GoFlek ... to rescue
What made this problem even more interesting, is that despite the apparent simplicity of the data, the number of questions that a farmer can ask is huge and the kind of predictions that needs to be performed are countless.
For example, if in the first month of a given season the rain fall was low and the total rainfall for the previous season was within a given range what will be the range of rainfall in the last month of the planting season and that of the season as a whole. With such prediction at hand, farmers can delay their planting for the 3rd month. Therefore, saving their crops and improving overall yields.
By knowing the ideal time to plant and estimating expected accumulative rainfall, farmers also have the option to choose a totally different crop to plant. Thus, reducing overall risk and helping them buy the right seeds and fertilizers just before planting time.
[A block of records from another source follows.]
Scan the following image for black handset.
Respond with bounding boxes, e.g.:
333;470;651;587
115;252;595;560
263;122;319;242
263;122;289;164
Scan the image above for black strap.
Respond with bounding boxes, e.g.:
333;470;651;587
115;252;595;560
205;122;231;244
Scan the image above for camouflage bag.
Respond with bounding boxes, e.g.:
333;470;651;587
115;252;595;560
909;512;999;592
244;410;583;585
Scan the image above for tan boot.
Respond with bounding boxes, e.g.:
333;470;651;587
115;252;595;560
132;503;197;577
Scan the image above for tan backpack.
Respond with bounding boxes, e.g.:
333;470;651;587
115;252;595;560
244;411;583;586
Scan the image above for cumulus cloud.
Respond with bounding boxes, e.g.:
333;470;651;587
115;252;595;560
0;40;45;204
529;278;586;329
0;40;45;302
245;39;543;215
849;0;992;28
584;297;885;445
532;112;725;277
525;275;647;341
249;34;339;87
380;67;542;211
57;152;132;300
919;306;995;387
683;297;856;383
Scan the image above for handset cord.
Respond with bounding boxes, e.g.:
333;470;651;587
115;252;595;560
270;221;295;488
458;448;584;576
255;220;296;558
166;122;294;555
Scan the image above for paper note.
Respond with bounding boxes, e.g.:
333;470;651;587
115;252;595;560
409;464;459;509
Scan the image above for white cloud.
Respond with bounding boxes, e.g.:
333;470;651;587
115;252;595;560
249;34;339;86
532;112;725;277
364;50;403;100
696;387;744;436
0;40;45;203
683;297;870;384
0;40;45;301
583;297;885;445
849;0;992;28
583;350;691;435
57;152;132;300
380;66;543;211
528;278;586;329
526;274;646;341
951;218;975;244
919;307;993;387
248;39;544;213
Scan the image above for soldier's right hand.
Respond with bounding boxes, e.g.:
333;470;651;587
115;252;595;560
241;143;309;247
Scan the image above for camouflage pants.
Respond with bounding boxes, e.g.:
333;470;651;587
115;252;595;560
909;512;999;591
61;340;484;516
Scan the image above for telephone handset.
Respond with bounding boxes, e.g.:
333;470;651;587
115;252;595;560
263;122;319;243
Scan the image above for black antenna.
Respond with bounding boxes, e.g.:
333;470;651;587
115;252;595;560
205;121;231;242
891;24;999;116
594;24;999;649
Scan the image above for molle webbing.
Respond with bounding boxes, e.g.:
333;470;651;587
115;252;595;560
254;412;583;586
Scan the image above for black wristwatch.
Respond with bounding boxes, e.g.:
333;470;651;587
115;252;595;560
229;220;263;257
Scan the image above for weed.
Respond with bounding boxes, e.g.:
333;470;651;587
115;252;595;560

Flek: forward and backward prediction
For GoFlek, and given our forward and backward capable predictive engine, running all these scenarios is straight forward, especially when compared to what the data scientist had to go through using off-the-shelf predictive models. In fact, he had to build many disconnected models each with a different input and output depending on how many months ahead he needs to estimate and which of the previous months or seasons he needs to use as input. Moreover, he had to prepare for each scenario in mind a different dataset for modelling, training, validation and tuning.
Overall, the data scientist was very pleased using the Flek Machine. Making his experience even more satisfying, was the fact that Flek’s probabilistic model is universal and "open". Once built, the user can, at any time and under various scenarios, run his queries without remodelling or retraining as well as trace back his predictions in order to peek into how they were computed.
The entire project took about 2 weeks to complete, and then 1 week to test a number of scenarios with the data science expert.